KELOWNA – New regulations under the federal Pest Control Products Act now restrict the practice of tank-mixing to only products that are labelled specifically for mixing.
“Under the old regulations, products could be tank-mixed if they were both labelled as registered to be used on a crop and did not specify otherwise,” provincial pesticide specialist Ken Sapsford told BC Cherry Association members on February 24.
However, the PCPA prohibits the use of pest control products in a way that is inconsistent with the label.
The Pest Management Regulatory Agency (PMRA) has come out with a guidance document that requires new label statements for products that must read, “This product may be tank-mixed with registered pest control products whose labels also allow for mixing providing the entirety of both labels.”
“As a result, if a label contains no guidance related to tank-mixing, then tank mixes are not permitted,” Sapsford says.
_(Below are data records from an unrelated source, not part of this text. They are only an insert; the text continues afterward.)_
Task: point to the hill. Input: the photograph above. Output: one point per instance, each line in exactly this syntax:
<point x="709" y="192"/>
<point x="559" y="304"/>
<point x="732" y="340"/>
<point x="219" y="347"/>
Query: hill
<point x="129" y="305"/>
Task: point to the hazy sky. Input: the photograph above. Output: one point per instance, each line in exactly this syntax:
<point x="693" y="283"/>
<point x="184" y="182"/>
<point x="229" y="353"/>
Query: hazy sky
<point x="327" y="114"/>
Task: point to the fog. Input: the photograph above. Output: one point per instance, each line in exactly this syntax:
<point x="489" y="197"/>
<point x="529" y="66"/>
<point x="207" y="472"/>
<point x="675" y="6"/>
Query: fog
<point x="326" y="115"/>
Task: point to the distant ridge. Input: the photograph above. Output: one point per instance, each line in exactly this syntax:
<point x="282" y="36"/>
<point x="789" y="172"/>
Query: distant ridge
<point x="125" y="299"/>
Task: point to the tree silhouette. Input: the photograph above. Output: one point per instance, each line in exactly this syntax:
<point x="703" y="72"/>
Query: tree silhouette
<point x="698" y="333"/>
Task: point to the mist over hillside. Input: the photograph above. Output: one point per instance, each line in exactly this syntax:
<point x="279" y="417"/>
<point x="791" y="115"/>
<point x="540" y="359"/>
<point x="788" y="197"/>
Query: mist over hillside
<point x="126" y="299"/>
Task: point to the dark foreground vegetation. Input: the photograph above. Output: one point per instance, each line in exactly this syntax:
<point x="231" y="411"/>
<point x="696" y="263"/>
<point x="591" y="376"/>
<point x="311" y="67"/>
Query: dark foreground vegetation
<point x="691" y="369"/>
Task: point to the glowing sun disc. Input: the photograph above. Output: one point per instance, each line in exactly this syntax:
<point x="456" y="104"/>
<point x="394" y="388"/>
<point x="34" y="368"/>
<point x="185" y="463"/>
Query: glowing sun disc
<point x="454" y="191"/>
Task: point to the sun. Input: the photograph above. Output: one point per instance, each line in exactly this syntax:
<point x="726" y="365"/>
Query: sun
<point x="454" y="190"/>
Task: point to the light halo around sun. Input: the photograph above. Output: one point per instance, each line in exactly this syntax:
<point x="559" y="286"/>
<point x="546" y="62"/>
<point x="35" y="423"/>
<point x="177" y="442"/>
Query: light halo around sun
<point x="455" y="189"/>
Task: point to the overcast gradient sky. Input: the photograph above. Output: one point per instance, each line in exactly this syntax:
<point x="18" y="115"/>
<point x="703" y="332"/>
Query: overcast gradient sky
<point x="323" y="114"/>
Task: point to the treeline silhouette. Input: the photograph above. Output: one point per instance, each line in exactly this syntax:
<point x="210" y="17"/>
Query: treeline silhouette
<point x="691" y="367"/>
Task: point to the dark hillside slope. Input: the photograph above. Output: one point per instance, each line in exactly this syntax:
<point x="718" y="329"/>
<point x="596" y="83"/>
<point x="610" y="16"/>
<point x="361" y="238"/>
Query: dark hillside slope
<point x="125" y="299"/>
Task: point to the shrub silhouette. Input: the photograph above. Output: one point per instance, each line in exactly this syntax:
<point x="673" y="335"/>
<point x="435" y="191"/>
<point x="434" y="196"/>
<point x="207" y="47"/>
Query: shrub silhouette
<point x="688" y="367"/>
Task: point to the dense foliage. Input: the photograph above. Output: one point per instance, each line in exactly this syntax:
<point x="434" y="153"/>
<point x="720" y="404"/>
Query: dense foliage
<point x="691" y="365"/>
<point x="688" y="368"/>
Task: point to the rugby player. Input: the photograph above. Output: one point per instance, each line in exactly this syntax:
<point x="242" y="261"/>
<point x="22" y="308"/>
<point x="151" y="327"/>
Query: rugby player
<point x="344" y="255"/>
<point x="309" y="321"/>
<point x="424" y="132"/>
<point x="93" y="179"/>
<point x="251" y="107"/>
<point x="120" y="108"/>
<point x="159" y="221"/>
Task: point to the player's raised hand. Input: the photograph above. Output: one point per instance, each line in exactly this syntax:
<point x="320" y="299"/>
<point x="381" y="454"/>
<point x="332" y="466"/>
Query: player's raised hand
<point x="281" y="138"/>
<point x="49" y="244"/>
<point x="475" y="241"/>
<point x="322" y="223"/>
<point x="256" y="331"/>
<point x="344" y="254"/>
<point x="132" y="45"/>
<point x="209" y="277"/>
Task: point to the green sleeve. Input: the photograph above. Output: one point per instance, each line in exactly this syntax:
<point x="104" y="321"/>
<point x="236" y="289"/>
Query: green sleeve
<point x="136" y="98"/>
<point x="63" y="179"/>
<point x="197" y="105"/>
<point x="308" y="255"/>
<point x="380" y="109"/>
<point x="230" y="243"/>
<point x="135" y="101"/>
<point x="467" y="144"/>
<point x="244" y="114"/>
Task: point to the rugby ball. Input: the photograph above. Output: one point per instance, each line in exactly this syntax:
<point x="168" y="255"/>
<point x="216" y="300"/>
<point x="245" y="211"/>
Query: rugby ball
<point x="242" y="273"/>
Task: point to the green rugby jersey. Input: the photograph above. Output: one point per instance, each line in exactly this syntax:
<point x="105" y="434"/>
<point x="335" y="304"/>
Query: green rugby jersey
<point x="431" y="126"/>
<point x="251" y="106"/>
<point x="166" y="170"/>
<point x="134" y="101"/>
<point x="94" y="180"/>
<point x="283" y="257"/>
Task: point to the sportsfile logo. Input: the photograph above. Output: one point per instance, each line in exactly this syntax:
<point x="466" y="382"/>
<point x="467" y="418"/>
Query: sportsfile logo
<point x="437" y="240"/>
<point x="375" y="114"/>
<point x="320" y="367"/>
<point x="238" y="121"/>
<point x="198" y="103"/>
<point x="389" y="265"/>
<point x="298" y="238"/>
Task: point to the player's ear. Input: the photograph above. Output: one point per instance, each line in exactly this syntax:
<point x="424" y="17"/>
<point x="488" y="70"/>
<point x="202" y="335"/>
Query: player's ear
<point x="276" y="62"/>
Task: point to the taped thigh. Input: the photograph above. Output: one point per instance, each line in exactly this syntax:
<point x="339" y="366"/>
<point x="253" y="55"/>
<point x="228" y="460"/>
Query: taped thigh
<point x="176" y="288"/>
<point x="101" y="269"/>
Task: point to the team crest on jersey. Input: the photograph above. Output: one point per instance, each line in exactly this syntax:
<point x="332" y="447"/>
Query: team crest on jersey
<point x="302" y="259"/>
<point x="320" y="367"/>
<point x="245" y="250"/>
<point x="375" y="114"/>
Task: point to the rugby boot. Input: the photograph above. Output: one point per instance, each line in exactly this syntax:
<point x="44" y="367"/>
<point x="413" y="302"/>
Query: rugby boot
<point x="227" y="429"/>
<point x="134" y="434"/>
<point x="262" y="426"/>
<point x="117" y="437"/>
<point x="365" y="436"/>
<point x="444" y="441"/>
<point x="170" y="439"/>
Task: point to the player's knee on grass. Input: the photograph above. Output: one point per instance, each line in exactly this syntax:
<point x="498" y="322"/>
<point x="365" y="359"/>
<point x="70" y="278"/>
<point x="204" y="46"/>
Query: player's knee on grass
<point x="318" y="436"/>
Sapsford says the PMRA has given product registrants two years to update their labels.
“PMRA is not going to be doing any compliance and enforcement on this for the next two years – the 2025 growing season – until labels are updated,” Sapsford says.
Sapsford also gave an update on regulations for pesticide drift developed by the BC Ministry of Environment and Climate Change Strategy.
“Drift is one of the most important things we are working with, especially here in the valley where we have such an urban-rural interface,” Sapsford notes. “We have neighbours and schools right next to our orchards and we have to be sure we are doing things properly.”
In addition to ensuring contaminated run-off does not enter a watercourse or groundwater, the provincial Code of Practice for Agricultural Environmental Management requires pesticide applicators take all “reasonably necessary” precautions to prevent pesticide drift from entering a watercourse or groundwater as well as “all precautions that are reasonably necessary to prevent an unreasonable volume of pesticide spray drift from crossing a property boundary are taken, unless the person in possession of the property into which the drift crosses allows otherwise.”
Sapsford personally worked to ensure the wording served farmers’ interests.
“I was on a committee for more than a year to make sure they put that ‘unreasonable volume’ in there,” Sapsford says. “We know that zero spray drift is not possible. But we now must be sure we are doing everything possible to avoid that drift.”
Provincial compliance officers may respond to complaints from neighbours.
“If they find you have not taken the proper reasonable precautions, there could be a fine associated with that,” Sapsford says.
There is also a new emphasis on record-keeping.
“Keeping records is nothing new, but one of the things we need to add on to our records is the date and time and location of our spraying and also the temperature, wind direction and wind speed,” says Sapsford, explaining that they’re for the applicator’s protection.
“If you have good records showing that there is no way the drift could have gone in a certain direction, if a compliance officer comes out, you have got records to show that you have done everything possible,” he says.
Sapsford reviewed spray drift management techniques that can help growers.
“Identify sensitive areas and be careful to time your sprays for a favourable wind,” he advises. “You can consider planting hedges at the edge of your property to minimize drift.”
Sapsford also urges growers to make the best use of their equipment.
“Make sure your operator is trained properly and your sprayer is calibrated and the speed adjusted to suit your orchard rows,” he says.